The new lawsuit, filed last month, contains much of the same allegations. It contends that Contessotto was fired without good reason, in violation of a verbal agreement he had with the council when he accepted the appointed position.
One of Contessotto's attorneys, Scott J. Seiden, said recently that the City Council had assured Contessotto that he would not be fired without cause. Seiden said Contessotto sought the assurance when he gave up his Civil Service protection as a lieutenant to become chief in 1983.
The City Council has never revealed its reason for firing Contessotto.
"If you have an employee who has 18 years on the job, and he was taken from his Civil Service status . . . and he has been terminated for no cause by the city's own admission, that's a wrongful termination," Seiden said.
The lawsuit contends that Contessotto, 41, has suffered emotional stress resulting in hypertension and gastrointestinal problems. It also contends that the firing has left Contessotto unable to get another job as a police chief. Contessotto now works for an escrow company.
The lawsuit seeks more than $2.5 million in damages from the city, Hennes and Simonoff.
Samuel J. Wells, an attorney representing the city, said the City Council had an unconditional right to fire Contessotto.
"I don't believe that any such (oral) agreement was ever made," Wells said. "And No. 2, that issue's already been litigated in federal court."
The Superior Court lawsuit goes further than the original suit in that it accuses Hennes and Simonoff of conspiring so that Contessotto would fall into disfavor with the council and lose his job.
But Wells said there was no conspiracy, "absolutely none whatsoever."
Contessotto's dismissal came against the backdrop of ongoing police problems. The department has been hit with several lawsuits--some of which are still pending--alleging brutality by officers in the last few years.
In a highly publicized case, for example, two Huntington Park officers were accused in November, 1986, of using a stun gun to extract a confession from a teen-age burglary suspect. Former officers William J. Lustig and Robert Rodriguez were convicted in December. Lustig was sentenced to two years in state prison and Rodriguez drew a six-month term in Los Angeles County Jail.
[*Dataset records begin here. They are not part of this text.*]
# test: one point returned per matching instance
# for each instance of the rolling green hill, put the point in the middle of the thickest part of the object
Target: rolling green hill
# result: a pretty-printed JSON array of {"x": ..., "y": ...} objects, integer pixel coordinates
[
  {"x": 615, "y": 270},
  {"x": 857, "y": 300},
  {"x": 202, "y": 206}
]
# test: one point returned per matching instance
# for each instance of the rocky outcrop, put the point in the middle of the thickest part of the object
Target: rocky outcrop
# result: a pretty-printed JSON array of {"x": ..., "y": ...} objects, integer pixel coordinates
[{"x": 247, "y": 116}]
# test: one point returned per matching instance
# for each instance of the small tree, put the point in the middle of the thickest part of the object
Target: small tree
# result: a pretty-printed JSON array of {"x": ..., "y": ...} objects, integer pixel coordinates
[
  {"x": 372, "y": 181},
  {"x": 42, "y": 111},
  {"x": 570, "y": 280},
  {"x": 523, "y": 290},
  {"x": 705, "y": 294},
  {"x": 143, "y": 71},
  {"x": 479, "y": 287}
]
Hennes called for Contessotto's ouster in February, 1987. During a closed meeting, Hennes said Contessotto was an incompetent administrator. But the other four council members supported the chief.
Tensions within the department peaked the following April, when Contessotto fired his two captains--including Simonoff--accusing them of insubordination for not reporting to him allegations of a crime by a Huntington Park officer.
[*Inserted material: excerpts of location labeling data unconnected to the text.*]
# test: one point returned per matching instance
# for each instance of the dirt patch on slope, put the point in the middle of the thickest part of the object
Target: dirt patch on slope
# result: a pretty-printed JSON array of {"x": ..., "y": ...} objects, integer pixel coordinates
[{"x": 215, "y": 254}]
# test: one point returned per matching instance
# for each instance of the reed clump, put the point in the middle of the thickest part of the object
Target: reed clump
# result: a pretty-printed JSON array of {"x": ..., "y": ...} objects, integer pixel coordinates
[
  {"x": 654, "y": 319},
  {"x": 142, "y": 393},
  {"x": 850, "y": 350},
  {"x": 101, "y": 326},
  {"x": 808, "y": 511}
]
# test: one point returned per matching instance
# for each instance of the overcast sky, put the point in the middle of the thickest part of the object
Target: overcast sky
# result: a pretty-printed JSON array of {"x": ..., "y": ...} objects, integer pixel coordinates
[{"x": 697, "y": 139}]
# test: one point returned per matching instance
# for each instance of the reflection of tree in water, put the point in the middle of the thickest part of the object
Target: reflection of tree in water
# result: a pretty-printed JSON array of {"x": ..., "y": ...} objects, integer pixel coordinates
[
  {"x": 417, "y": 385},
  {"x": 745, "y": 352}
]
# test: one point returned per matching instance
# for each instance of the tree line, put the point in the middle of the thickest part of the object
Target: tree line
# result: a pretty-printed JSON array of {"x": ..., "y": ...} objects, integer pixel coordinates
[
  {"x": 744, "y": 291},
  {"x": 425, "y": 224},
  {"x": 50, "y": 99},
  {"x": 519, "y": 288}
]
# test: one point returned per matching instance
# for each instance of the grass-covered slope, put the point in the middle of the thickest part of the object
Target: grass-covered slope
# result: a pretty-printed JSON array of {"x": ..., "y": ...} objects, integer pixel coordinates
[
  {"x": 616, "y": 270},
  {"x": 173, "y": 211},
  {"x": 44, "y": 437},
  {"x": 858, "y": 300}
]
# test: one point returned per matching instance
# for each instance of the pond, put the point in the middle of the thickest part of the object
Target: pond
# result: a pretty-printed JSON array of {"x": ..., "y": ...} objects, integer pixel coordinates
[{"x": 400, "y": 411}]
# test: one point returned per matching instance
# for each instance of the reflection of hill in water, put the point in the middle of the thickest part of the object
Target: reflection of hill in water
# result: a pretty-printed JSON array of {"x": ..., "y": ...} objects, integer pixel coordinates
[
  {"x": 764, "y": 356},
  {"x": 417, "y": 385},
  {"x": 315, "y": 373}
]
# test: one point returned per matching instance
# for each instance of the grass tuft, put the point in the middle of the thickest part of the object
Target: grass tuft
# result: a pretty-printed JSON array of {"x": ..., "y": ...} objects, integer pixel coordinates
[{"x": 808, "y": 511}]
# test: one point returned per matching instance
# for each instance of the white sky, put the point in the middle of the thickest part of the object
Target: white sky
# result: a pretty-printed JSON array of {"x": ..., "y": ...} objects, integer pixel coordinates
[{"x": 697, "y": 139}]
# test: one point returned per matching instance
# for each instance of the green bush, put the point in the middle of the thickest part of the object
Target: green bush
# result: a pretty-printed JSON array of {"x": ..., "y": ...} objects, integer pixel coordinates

Simonoff and Capt. Charles Plum told Hennes about that incident. In January, 1987, Hennes contacted Sheriff Sherman A. Block to request an investigation into reports that a police officer had unsuccessfully solicited a former officer to commit a robbery. Sheriff's investigators said they were unable to prove the allegations, so no charges were filed.
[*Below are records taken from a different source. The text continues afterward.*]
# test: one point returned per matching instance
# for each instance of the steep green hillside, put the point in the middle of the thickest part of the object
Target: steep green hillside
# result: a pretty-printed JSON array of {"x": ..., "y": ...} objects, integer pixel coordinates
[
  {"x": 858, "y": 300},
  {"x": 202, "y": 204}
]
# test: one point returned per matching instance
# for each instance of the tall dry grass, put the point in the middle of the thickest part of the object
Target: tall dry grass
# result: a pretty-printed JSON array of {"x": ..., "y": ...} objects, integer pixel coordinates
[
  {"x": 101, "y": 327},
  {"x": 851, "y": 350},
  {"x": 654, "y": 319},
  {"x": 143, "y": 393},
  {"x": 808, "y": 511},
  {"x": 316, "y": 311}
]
Simonoff and Plum, who retired earlier this year, were reinstated by Contessotto amid a Civil Service hearing they requested to appeal their firings.
Attorneys for the captains said Simonoff and Plum went to Hennes because they feared Contessotto would be biased in favor of the officer involved in the allegations.
In the lawsuit, Contessotto alleges that Hennes and Simonoff were trying to make him look bad by calling for the outside investigation.
Hennes and Simonoff "publicly released a distorted and contentious report of their aforedescribed conduct, all with the intent and purpose of impairing and destroying plaintiff's credibility, reputation, employment and career," the lawsuit says.
Seiden noted that Simonoff was in line to fill Contessotto's position.
The lawsuit said Contessotto also was targeted because he is Latino. Contessotto's father is of Italian descent; his mother is of Mexican descent.
Then, in early June, Hennes called for a city investigation of allegations that the police chief had solicited four officers for information to discredit Hennes.
The council was scheduled to decide later that month whether to initiate an investigation. Instead, the council decided to fire Contessotto at its June 22 meeting, effective July 24. Although the council gave no official reason for the firing, Mayor Thomas E. Jackson said the next day that the "animosities and bickering in the Police Department, and the negative image brought to the community at large, had reached such gigantic proportions . . . that only replacement of the department head could return the city to its prior stability."
The City Council replaced Contessotto with Patrick M. Connolly, formerly chief of campus police at UCLA, who started in January.